Farm-to-table dining takes on new meaning amid pandemic
People's Daily
1591291793000

Farm.jpeg

Jamien Richardson moves a tray of baby arugula in a crop house at Spear Spring Farm in Warren, Maine, on May 28, 2020. Spear Spring is one of many farms that have seen an uptick in the number community supported agriculture shares sold to customers, most likely as a result to the coronavirus pandemic.  (Photo: AP)

Eric Pray is used to shipping seafood all over the country. But since the coronavirus took hold, he has shifted his focus closer to home — selling lobsters from a homemade tank in his garage.

Pray, of Portland, Maine, is one of hundreds of fishermen, farmers and food producers who have shifted to a direct-to-consumer model amid the virus outbreak. The pandemic has stressed and sometimes disrupted supply chains, shuttered restaurants and changed the way consumers buy food, leaving some producers scrambling for a new way to reach their customers.

The farm-to-table movement in the United States has grown in recent years, as consumers have increasingly demanded locally sourced food. But in the past several weeks, the movement has grown out of necessity because some producers can’t rely on the complex web of processors, distributors and middlemen to get food to customers.

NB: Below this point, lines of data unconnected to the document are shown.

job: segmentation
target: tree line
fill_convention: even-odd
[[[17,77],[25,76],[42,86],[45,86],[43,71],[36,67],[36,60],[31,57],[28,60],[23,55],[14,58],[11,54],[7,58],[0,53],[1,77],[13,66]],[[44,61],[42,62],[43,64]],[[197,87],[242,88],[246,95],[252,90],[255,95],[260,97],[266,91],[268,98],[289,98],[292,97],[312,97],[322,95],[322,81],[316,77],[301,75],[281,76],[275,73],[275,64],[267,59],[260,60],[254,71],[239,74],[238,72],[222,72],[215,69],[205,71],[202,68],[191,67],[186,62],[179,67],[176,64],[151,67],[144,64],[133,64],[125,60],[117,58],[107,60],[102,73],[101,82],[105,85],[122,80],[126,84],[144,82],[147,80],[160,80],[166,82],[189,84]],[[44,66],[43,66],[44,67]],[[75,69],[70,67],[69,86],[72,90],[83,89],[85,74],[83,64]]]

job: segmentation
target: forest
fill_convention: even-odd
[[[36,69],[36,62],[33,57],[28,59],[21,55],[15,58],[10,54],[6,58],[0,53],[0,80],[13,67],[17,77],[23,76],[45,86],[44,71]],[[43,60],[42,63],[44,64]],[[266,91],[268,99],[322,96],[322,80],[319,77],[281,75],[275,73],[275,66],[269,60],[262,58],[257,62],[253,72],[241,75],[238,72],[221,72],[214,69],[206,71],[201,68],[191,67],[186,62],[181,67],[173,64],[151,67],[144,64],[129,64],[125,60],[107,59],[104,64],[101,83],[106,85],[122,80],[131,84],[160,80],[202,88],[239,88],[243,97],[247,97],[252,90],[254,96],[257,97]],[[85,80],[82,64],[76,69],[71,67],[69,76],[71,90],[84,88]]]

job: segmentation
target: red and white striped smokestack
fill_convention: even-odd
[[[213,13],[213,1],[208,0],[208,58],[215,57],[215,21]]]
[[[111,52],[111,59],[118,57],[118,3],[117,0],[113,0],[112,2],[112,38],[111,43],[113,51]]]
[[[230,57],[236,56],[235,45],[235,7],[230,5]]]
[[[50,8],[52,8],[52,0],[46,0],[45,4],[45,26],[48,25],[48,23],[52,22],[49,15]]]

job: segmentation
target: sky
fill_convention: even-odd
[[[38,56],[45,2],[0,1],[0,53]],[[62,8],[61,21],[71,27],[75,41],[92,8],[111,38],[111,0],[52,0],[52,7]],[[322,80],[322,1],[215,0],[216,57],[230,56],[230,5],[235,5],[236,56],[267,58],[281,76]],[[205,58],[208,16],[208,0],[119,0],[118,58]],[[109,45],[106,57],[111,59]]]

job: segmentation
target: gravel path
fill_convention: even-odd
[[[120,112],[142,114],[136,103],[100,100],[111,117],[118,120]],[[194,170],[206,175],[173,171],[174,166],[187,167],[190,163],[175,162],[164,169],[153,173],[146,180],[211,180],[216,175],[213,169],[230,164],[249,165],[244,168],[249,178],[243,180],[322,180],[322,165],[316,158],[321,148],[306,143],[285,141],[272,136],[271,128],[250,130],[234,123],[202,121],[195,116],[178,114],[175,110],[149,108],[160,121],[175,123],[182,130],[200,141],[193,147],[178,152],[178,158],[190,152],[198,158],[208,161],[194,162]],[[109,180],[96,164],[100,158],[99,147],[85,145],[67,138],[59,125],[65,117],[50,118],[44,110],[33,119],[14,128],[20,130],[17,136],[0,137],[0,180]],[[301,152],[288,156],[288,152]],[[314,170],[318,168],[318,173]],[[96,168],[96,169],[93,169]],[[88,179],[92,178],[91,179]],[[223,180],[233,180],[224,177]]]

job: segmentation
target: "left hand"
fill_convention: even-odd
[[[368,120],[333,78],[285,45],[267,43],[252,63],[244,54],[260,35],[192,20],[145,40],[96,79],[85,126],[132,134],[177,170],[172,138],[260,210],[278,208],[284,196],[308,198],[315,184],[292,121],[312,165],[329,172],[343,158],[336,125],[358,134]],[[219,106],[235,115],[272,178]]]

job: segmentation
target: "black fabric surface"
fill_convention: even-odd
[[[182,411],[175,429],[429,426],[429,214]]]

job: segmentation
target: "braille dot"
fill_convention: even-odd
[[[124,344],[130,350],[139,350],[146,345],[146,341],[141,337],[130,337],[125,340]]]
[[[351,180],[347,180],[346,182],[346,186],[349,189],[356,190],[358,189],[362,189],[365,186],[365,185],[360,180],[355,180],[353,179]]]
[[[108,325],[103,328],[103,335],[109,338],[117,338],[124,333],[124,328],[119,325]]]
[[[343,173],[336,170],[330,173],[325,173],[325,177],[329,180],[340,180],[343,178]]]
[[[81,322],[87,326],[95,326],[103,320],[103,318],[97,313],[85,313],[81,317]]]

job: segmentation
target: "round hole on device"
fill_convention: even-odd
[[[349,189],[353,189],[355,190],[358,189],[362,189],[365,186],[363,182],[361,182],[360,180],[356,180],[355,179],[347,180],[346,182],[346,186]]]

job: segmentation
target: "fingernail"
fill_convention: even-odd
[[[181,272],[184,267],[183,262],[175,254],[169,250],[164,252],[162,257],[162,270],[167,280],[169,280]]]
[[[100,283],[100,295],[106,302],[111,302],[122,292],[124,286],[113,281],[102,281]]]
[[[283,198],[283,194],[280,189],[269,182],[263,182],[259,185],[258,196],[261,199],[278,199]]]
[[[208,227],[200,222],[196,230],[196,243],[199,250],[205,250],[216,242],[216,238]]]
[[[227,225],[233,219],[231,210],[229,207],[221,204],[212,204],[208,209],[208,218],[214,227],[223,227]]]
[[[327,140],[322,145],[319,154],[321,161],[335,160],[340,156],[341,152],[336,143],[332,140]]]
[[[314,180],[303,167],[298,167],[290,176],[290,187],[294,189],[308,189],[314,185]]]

For some, the challenges have turned into opportunities — and new customers.

“When restaurants reopen, we’ll probably keep doing home delivery, because we’ve got a good base of customers,” Pray said.

But it’s not good news for many of America’s food producers. In late April and early May, U.S. beef and pork processing capacity was down 40% from last year, according to Jayson Lusk, head of the department of agricultural economics at Purdue University. Plants are now mainly back online but at reduced capacity with beef and pork plants running about 10% to 15% below last year, he said.

Some sectors have also suffered reductions in value, in part because the restaurants they normally rely on are closed. Live, 1.25-pound lobsters were worth $6.74 per pound in the Northeast in April, which was 13% less than a year ago and 37% less than two years ago.

“The two biggest problems are facilitating distribution throughout the supply chain while protecting worker health, and revamping food demand in a way that avoids further disruptions,” said LaPorchia Collins, a professor in the Department of Economics at Tulane University.

Before the pandemic hit, Gunthorp Farms in LaGrange, Indiana, had been selling most of its pasture-raised pork and poultry to upscale restaurants, including ones started by famed chef Rick Bayless, as well as to charcuterie shops. Then, practically overnight, restaurants and shops shut down, drying up the farm’s business.

The farm has been able to switch to retail packaging and selling the pork and poultry elsewhere but it’s been far from easy, coming after endless hours of work by the family and employees, said Greg Gunthorp. That involved changing the labeling, adding bar codes, and cutting and packaging portions rather than selling in bulk.

“It’s been way, way too much work, way more changes. We made more changes in the first two weeks than we had planned to make in two years,” he said.

Templeton Farm, a small grass-fed beef farm in East Montpelier, Vermont, lost its biggest business — two restaurant accounts — when they had to shut down. But around the same time, the phone starting ringing with people seeking locally raised beef, said farmer Bruce Chapell.

“Since then, our beef sales have been off the charts,” he said.

PrairiErth Farm in Atlanta, Illinois, this season doubled its consumer supported agriculture, where customers pay up front for produce throughout the season to 322 members, said Katie Bishop, one of the farmers. And it has about 75 on its waiting list, she said.

However, it’s unclear whether this new model will be sustainable once the coronavirus crisis passes.

Food products that are heavily dependent on restaurants, such as seafood, eventually need those customers back, said John Sackton, an industry analyst and publisher of SeafoodNews.com. But for now, selling direct to customers is a way to get a better price for those products than they would typically see, he said.

Pray, a Maine fishermen for three decades, said he’s managing to make ends meet so far, but it’ll be more of a challenge the longer restaurants and processors remain inaccessible. One of his customers, South Portland anesthesiologist Stephen Harden, said the appeal is as much about helping neighbors as buying great food.

“My wife and I sort of felt it was our duty to support locally as much as possible,” he said. “And of course, the food is much better quality.”